Campaigners representing access and outdoor recreation today marked the fifth anniversary of the closure of Edinburgh's Radical Road by calling for Historic Environment Scotland (HES) to "see sense" on their management of the iconic path and the once-popular bouldering venue beside it.
HES shut the 200-year-old path in September 2018 due to concerns about rockfall. Running below the dramatic escarpment of Salisbury Crags, the route was formerly one of the most popular ways up the urban mini-mountain of Arthur's Seat, a major attraction for visitors and local residents alike. The closure has also affected South Quarry, for many decades a favourite city centre bouldering venue.
Five years from its original closure the Radical Road remains blocked by metal fencing, under bylaws that exempt Holyrood Park from access rights enjoyed elsewhere in Scotland.
But ScotWays chair Katharine Taylor is concerned at the process under which the path was originally closed, and the precedent this might set.
"The Radical Road is a recorded right of way" she said.
"There is a process which should be followed before closing a right of way, but this path was blocked unilaterally without using formal procedures and there has been little engagement since. We acknowledge that HES has an obligation to ensure public safety, but landowners and managers in Scotland also have a legal duty and responsibility not to obstruct or deny public access unnecessarily. It is very disappointing that a national agency has closed a popular right of way in our capital city, right next to our Parliament building. If it can happen here, what protection is there for other, less well-known rights of way?"
Groups including Ramblers Scotland, Cockburn Association, Edinburgh Geological Society, Mountaineering Scotland and ScotWays are urging HES to make a 'more holistic' assessment of risks, weighing the low risk of rockfall injury against the harm the closure causes to the economy, landscape, tourism and people's health and wellbeing.
Leaders of these groups met at the path today to call for urgent HES action and to discuss options. They agreed to begin running their own process to consult those affected by the closure of Radical Road, to which HES will be invited.

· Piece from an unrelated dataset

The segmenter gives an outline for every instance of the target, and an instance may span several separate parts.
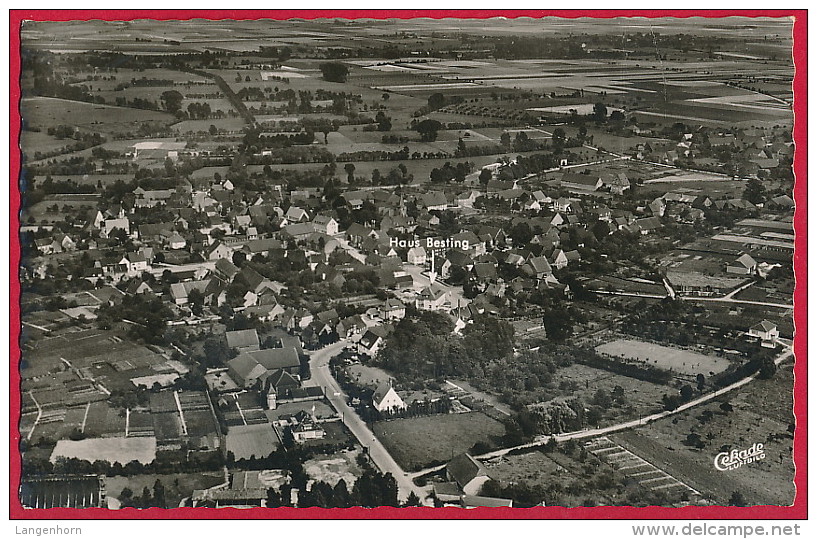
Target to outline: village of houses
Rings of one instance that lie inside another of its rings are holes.
[[[768,490],[707,475],[706,451],[742,447],[731,420],[701,441],[692,415],[660,414],[756,372],[772,394],[791,382],[790,131],[588,125],[615,152],[571,126],[553,167],[508,151],[457,181],[377,185],[351,167],[315,187],[204,167],[77,193],[36,177],[57,208],[20,220],[21,503],[705,505],[746,488],[785,505],[790,401],[757,427],[787,456],[760,472]],[[715,147],[733,175],[684,165]],[[178,171],[200,157],[186,148],[148,138],[123,155]],[[398,364],[420,327],[446,347],[510,328],[496,336],[510,348],[470,370]],[[531,357],[548,367],[518,378]],[[766,413],[735,394],[701,406]],[[691,464],[662,466],[668,450]],[[378,482],[392,498],[355,494]]]
[[[500,167],[491,168],[501,170]],[[275,192],[278,197],[265,199],[262,194],[236,191],[229,181],[182,180],[176,189],[159,191],[137,188],[127,197],[130,207],[121,204],[90,211],[82,232],[73,234],[73,238],[69,232],[36,240],[38,256],[27,268],[31,272],[27,278],[48,279],[56,269],[50,260],[68,253],[87,252],[92,256],[93,266],[84,278],[95,282],[96,286],[66,296],[72,298],[75,306],[56,313],[32,313],[24,320],[26,328],[41,332],[39,339],[43,339],[43,344],[38,344],[34,350],[41,346],[48,349],[52,339],[50,334],[62,333],[48,329],[52,326],[68,326],[73,332],[53,337],[59,340],[59,344],[53,351],[44,351],[45,354],[62,353],[65,341],[70,343],[74,339],[99,342],[104,337],[104,340],[118,344],[119,337],[94,328],[94,312],[100,304],[116,305],[123,298],[140,295],[159,298],[173,313],[167,322],[171,326],[183,324],[192,328],[204,327],[208,331],[219,327],[213,323],[220,318],[216,313],[229,304],[236,313],[256,320],[261,327],[276,328],[279,336],[275,339],[275,346],[262,347],[255,328],[222,329],[226,346],[237,355],[221,367],[207,369],[207,391],[174,389],[174,382],[187,372],[187,368],[183,361],[170,360],[172,348],[125,347],[127,353],[135,357],[132,362],[125,359],[123,365],[118,361],[112,363],[105,346],[94,350],[91,356],[77,358],[83,367],[76,369],[60,357],[70,369],[58,369],[62,371],[59,373],[23,370],[24,396],[30,397],[24,400],[24,418],[36,415],[33,422],[24,422],[25,428],[30,429],[30,435],[55,422],[67,425],[74,406],[83,404],[79,407],[85,414],[82,431],[85,433],[88,429],[92,433],[96,427],[88,428],[89,414],[101,414],[99,419],[104,423],[114,412],[105,402],[113,388],[109,389],[104,380],[110,378],[111,383],[118,386],[130,381],[134,386],[151,388],[154,393],[149,405],[140,407],[144,410],[129,411],[124,429],[120,425],[115,432],[107,431],[100,424],[97,425],[102,428],[97,433],[99,437],[90,434],[83,440],[72,440],[69,435],[56,440],[50,456],[52,462],[60,457],[92,460],[94,452],[101,451],[102,454],[122,455],[127,461],[133,457],[148,464],[154,460],[157,451],[186,444],[194,444],[197,451],[229,452],[232,459],[240,461],[268,457],[283,444],[285,436],[290,436],[296,444],[315,444],[328,436],[333,441],[338,439],[352,445],[337,411],[327,405],[327,388],[308,378],[303,379],[302,358],[326,346],[335,346],[340,352],[340,348],[333,344],[338,342],[344,343],[343,350],[354,358],[348,359],[348,364],[359,364],[358,358],[376,357],[387,342],[393,325],[406,316],[407,307],[445,313],[454,320],[454,331],[460,332],[474,315],[486,311],[497,314],[497,301],[501,301],[509,289],[554,289],[569,298],[569,287],[560,283],[557,274],[581,264],[579,250],[562,248],[563,239],[568,238],[571,230],[587,230],[589,226],[597,226],[592,223],[597,223],[605,227],[606,234],[625,231],[634,236],[649,237],[660,234],[667,220],[703,220],[705,211],[722,208],[751,212],[750,217],[736,223],[734,230],[696,240],[708,246],[701,251],[716,253],[719,260],[724,260],[718,264],[718,271],[687,270],[684,264],[688,255],[673,251],[666,259],[667,272],[663,283],[647,285],[644,279],[629,280],[627,284],[635,286],[633,290],[636,291],[624,288],[620,292],[622,297],[637,296],[637,285],[640,284],[642,288],[646,285],[653,289],[648,292],[658,291],[659,296],[664,295],[662,290],[666,286],[673,295],[714,299],[753,283],[756,278],[780,267],[786,257],[790,260],[793,236],[789,197],[771,200],[761,215],[756,207],[749,205],[749,208],[742,199],[713,201],[706,195],[675,190],[655,198],[635,213],[610,208],[629,188],[625,172],[610,175],[565,172],[554,176],[558,190],[564,193],[555,199],[546,195],[543,189],[524,189],[519,182],[501,180],[488,182],[485,191],[474,185],[449,196],[441,191],[412,192],[406,189],[398,194],[378,189],[350,190],[344,194],[350,207],[354,210],[364,203],[373,205],[380,226],[353,223],[346,230],[339,229],[338,220],[331,212],[321,209],[319,190]],[[552,185],[553,180],[548,184]],[[604,195],[595,200],[595,193]],[[283,196],[291,200],[286,211],[278,205]],[[427,248],[428,243],[419,240],[409,240],[413,245],[410,248],[393,246],[398,242],[390,233],[405,237],[411,236],[418,228],[433,231],[439,224],[436,212],[480,215],[474,208],[480,197],[496,198],[518,206],[519,209],[507,219],[506,227],[527,223],[531,229],[541,230],[530,239],[529,245],[535,247],[513,245],[502,226],[479,224],[463,227],[447,238],[449,245],[460,248],[447,249],[446,242],[437,240],[436,236],[434,241],[443,244],[442,248]],[[409,202],[420,211],[416,218],[407,215]],[[153,208],[166,211],[167,208],[174,220],[132,226],[129,215],[136,208],[148,211]],[[774,212],[773,215],[769,215],[770,212]],[[206,224],[199,229],[191,228],[189,219],[194,215],[206,216]],[[788,220],[786,215],[789,215]],[[259,234],[258,229],[269,227],[270,223],[274,223],[278,231]],[[223,233],[216,238],[215,230]],[[103,251],[101,247],[111,246],[110,240],[118,231],[125,233],[127,243],[136,248],[131,251],[107,248]],[[342,257],[339,256],[341,253]],[[192,254],[197,254],[199,261],[190,262]],[[339,290],[344,287],[345,275],[358,268],[371,268],[380,283],[379,293],[349,298],[357,307],[354,309],[357,313],[343,317],[334,308],[310,310],[291,303],[287,306],[279,301],[286,285],[264,277],[246,263],[259,255],[299,258],[303,261],[302,271],[309,272],[315,281]],[[693,258],[700,260],[702,257]],[[499,277],[499,268],[503,265],[516,268],[519,276],[504,281]],[[455,268],[467,275],[478,291],[476,296],[467,298],[462,286],[446,282]],[[170,284],[164,286],[162,283]],[[229,287],[239,283],[241,296],[229,299]],[[588,279],[587,285],[598,286],[600,294],[616,293],[610,291],[609,283],[597,279]],[[644,295],[650,297],[649,293]],[[193,306],[195,302],[200,302],[201,309]],[[740,304],[734,308],[740,310]],[[775,347],[780,338],[777,326],[778,323],[758,319],[747,325],[745,332],[760,338],[764,346]],[[536,331],[536,327],[527,329]],[[789,335],[790,331],[789,326]],[[100,368],[100,363],[110,372],[103,371],[104,376],[97,377],[93,373],[94,369]],[[387,376],[371,386],[370,404],[378,411],[407,406],[400,395],[403,392],[395,391],[391,382]],[[410,393],[413,392],[406,391],[404,397]],[[438,398],[454,399],[456,395],[451,393]],[[210,399],[213,402],[208,403]],[[218,414],[215,414],[214,406],[221,408]],[[188,432],[189,427],[185,424],[185,418],[191,414],[195,414],[199,431],[196,438],[192,438],[193,434]],[[138,421],[134,421],[137,417]],[[66,433],[66,429],[56,432]],[[471,468],[484,472],[482,465],[467,453],[452,460],[452,468],[454,476],[458,473],[468,475],[472,473]],[[194,497],[192,503],[263,505],[268,485],[259,483],[258,478],[253,481],[254,489],[232,486],[197,491],[198,498]],[[479,488],[472,486],[472,480],[463,481],[454,481],[451,487],[437,487],[435,499],[466,506],[510,503],[479,497],[471,500],[469,496],[478,494]],[[235,482],[233,478],[231,484],[235,485]]]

"It is farcical that Historic Environment Scotland has failed to reopen the Radical Road, following half a decade of missed deadlines and broken promises" said Ramblers Scotland director Brendan Paddy.
"It is a national embarrassment that the body tasked with caring for and promoting Scotland's historic environment has left this iconic 200-year-old path shut away behind ugly fences for five years, with no end in sight. HES must immediately see sense and stop managing this world-famous geological feature like a crumbling historic building. Residents and tourists should be advised of the risks then allowed to make informed decisions, like everywhere else in Scotland."
During meetings in summer 2022, HES committed to publishing a park management plan by autumn 2022 and to keep communicating with stakeholders. Since then, there has been no update to the campaign partners.
HES' own risk assessment fails to mention that outdoor recreation is enjoyed at people's own risk across Scotland every day, point out the groups. This includes popular sites where signage is used to advise of potential risks such as cliffs, tides or forestry and farming.